N,N-Diethylacetamide

N,N-Diethylacetamide is a polar solvent widely used in film and fiber manufacturing, as well as in laboratories as a carrier for water-insoluble chemicals. N,N-Diethylacetamide exerts potent anti-inflammatory effects by inhibiting the NF-κB pathway, suppressing the expression of NO and iNOS, and downregulating key inflammatory cytokines such as TNF-α and IL-6, without affecting the MAPK pathway. N,N-Diethylacetamide can be used to study inflammatory preterm birth. In Vitro:N,N-Diethylacetamide (10 mM; 26 h) inhibits LPS (HY-D1056)-stimulated NO secretion in RAW 264.7 cells^[1].
N,N-Diethylacetamide (10 mM; 8 h) reduces LPS-induced iNOS expression in RAW 264.7 cells^[1].

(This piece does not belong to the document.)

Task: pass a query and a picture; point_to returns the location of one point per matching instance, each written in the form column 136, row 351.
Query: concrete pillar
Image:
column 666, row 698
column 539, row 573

N,N-Diethylacetamide (0.1-10 mM; 26 h) inhibits LPS-stimulated IL-6, IL-8, and MCP-1 secretion in HTR-8/SVneo cells^[1].
N,N-Diethylacetamide (10 mM; 26 h) suppresses LPS-stimulated TNF-α, IL-6, IL-1β, GM-CSF, MCP-1, and IL-10 secretion in RAW 264.7 cells^[1].
N,N-Diethylacetamide (0.1-10 mM; 22 h) inhibits LPS-stimulated cytokine and chemokine secretion in human placental explants^[1].

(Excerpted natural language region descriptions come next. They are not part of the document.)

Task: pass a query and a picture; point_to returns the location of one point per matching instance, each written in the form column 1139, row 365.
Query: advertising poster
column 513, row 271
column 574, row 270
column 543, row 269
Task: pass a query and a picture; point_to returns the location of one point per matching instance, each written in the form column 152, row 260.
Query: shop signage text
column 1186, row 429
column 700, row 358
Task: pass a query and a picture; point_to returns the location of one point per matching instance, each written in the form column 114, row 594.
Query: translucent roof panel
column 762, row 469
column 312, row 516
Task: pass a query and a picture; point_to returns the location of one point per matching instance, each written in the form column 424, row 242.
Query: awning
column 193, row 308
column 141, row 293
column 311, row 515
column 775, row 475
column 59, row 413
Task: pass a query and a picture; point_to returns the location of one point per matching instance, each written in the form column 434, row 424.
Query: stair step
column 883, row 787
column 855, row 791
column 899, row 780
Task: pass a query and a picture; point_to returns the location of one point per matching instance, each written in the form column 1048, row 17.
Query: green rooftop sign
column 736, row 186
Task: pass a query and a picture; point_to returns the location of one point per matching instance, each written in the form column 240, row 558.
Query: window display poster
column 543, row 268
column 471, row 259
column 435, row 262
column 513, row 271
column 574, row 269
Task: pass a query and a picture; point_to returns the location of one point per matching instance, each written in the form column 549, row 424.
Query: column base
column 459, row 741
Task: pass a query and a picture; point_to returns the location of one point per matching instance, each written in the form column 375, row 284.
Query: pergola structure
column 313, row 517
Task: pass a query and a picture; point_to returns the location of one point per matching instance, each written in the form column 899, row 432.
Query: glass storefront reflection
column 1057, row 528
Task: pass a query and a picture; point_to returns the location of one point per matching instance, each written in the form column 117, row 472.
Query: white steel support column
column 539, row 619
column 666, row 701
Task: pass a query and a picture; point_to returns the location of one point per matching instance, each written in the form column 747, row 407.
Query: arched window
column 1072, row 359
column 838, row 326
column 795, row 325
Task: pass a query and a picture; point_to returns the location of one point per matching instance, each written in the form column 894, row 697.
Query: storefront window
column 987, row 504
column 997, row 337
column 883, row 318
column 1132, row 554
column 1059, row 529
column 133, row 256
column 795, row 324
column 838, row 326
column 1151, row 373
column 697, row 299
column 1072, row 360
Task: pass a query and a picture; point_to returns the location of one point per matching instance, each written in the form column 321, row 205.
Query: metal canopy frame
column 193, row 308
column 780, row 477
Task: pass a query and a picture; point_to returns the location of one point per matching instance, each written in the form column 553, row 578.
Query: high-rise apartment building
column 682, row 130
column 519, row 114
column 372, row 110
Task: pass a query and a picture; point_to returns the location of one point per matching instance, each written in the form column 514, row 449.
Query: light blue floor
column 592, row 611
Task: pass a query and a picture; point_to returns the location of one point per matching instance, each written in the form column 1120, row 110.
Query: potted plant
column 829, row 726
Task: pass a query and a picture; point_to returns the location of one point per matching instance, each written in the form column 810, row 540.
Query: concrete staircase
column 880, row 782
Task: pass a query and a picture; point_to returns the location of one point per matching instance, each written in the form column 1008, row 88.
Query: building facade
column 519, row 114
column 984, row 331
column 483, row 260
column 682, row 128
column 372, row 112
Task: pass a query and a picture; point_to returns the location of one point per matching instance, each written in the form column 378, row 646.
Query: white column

N,N-Diethylacetamide (10 mM; 2.25 h) prevents LPS-induced IkB-α degradation in RAW 264.7 cells^[1].
N,N-Diethylacetamide (10 mM; 26 h) does not alter LPS-stimulated MAPK pathway protein expression in RAW 264.7 cells^[1].

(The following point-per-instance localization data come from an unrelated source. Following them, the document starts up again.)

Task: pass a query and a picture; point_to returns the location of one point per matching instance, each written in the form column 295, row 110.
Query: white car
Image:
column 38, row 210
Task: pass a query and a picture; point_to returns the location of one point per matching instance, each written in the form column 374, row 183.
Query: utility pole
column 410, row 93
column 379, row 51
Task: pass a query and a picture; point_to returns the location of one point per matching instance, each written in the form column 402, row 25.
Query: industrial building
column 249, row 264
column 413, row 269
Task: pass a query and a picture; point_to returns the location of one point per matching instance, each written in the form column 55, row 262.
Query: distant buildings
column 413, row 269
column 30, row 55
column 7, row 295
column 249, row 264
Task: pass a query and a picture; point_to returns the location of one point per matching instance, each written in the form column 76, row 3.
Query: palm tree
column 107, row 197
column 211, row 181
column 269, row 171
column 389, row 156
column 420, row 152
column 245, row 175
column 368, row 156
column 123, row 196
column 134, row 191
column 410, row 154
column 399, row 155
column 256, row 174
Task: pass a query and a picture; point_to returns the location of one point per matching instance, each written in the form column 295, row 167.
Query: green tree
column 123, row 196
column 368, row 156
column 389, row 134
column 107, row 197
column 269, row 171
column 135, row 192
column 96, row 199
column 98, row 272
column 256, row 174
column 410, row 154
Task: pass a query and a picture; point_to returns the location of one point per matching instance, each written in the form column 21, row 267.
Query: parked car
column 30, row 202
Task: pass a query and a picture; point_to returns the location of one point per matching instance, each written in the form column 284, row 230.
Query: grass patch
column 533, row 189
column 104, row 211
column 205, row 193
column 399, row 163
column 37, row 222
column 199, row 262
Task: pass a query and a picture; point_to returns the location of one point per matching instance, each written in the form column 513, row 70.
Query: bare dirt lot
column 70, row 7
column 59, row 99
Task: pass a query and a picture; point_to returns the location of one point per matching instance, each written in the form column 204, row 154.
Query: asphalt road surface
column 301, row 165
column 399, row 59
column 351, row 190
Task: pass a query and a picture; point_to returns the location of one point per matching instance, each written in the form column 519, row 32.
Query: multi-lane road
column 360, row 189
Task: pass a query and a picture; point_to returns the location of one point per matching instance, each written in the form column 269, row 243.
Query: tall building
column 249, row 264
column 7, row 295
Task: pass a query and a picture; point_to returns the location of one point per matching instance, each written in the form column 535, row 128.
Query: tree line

N,N-Diethylacetamide (10 mM; 26 h) inhibits LPS-stimulated NF-κB transcriptional activity in HEK 293 cells overexpressing TLR4, without affecting AP-1 or C/EBP activity^[1].
N,N-Diethylacetamide (0.5-10 mM; 50 min) was catalyzed for deethylation by purified P4502B1 with a K_m of 3.5 mM^[2]. In Vivo:N,N-Diethylacetamide (375-750 mg/kg; i.p.; two doses) delays LPS-induced preterm birth in a dose-dependent manner, with 750 mg/kg completely preventing delivery for at least 25 h^[1].
N,N-Diethylacetamide (150-500 mg/kg; i.p.; daily; 3 days) administration to rats induces P4502B1/2 and alters hepatic drug-metabolizing enzyme activities in a dose-dependent manner, with higher doses causing hepatotoxicity^[2].